A União Europeia deve reconhecer
que a sua lentidão burocrática e a subordinação do elemento estratégico à
política interna na negociação da relação da Ucrânia com a Europa contribuíram
para transformar uma negociação
Os ucranianos são o elemento decisivo. Eles vivem num país com uma história complexa e uma composição poliglota. A parte ocidental foi incorporada na União Soviética em 1939, quando Stalin e Hitler dividiram os despojos. A Crimeia, cuja população é 60% russa, tornou-se parte da Ucrânia apenas em 1954, quando Nikita Khrushchev, ucraniano de nascimento, a concedeu como parte da celebração dos 300 anos de um acordo russo com os cossacos. O oeste é em grande parte católico; o leste em grande parte ortodoxo russo. O oeste fala ucraniano; o leste fala principalmente russo. Qualquer tentativa de uma ala da Ucrânia de dominar a outra – como tem sido o padrão – levaria eventualmente à guerra civil ou ao rompimento. Tratar a Ucrânia como parte de um confronto Leste-Oeste arruinaria por décadas qualquer perspectiva de trazer a Rússia e o Ocidente – especialmente Rússia e Europa – para um sistema de cooperação internacional.
A Ucrânia é independente há apenas 23 anos; anteriormente estava sob algum tipo de domínio estrangeiro desde o século XIV. Não surpreendentemente, os seus líderes não aprenderam a arte do compromisso, muito menos a perspectiva histórica.
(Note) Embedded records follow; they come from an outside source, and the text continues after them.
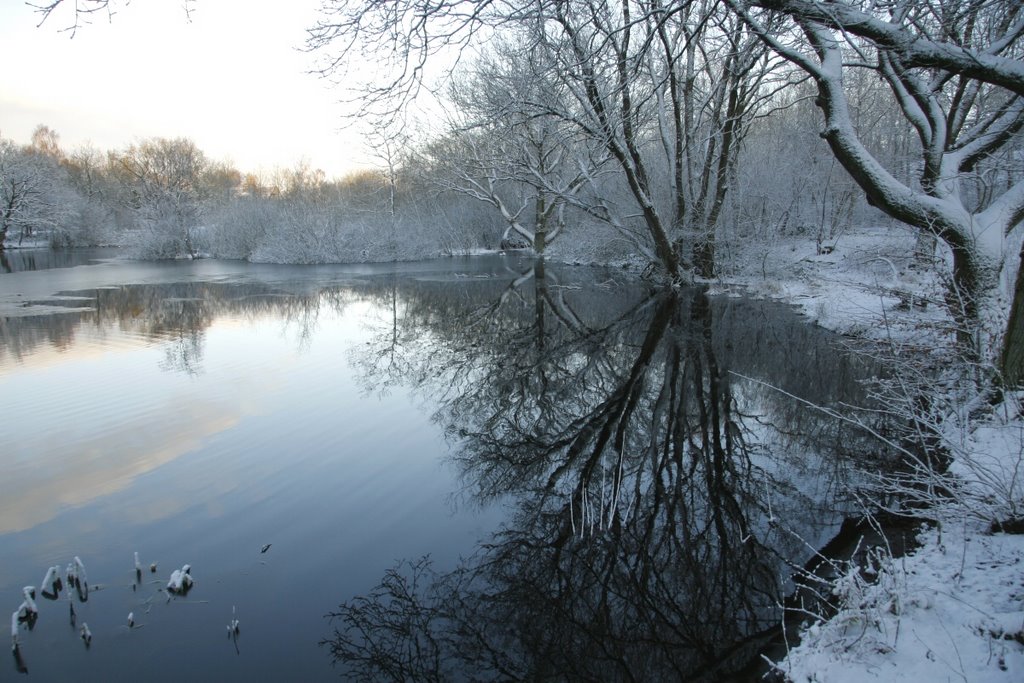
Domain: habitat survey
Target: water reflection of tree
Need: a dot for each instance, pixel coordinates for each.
(651, 527)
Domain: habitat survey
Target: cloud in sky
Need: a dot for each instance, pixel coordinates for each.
(231, 78)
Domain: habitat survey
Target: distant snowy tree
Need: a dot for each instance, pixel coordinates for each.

A política da Ucrânia pós-independência demonstra claramente que a raiz do problema está nos esforços dos políticos ucranianos para impor sua vontade às partes recalcitrantes do país, primeiro por uma facção, depois pela outra. Essa é a essência do conflito entre Viktor Yanukovych e sua principal rival política, Yulia Tymoshenko. Eles representam as duas alas da Ucrânia e não estão dispostos a dividir o poder. Uma política sábia dos EUA em relação à Ucrânia buscaria uma maneira de as duas partes do país cooperarem entre si. Devemos buscar a reconciliação, não a dominação de uma facção.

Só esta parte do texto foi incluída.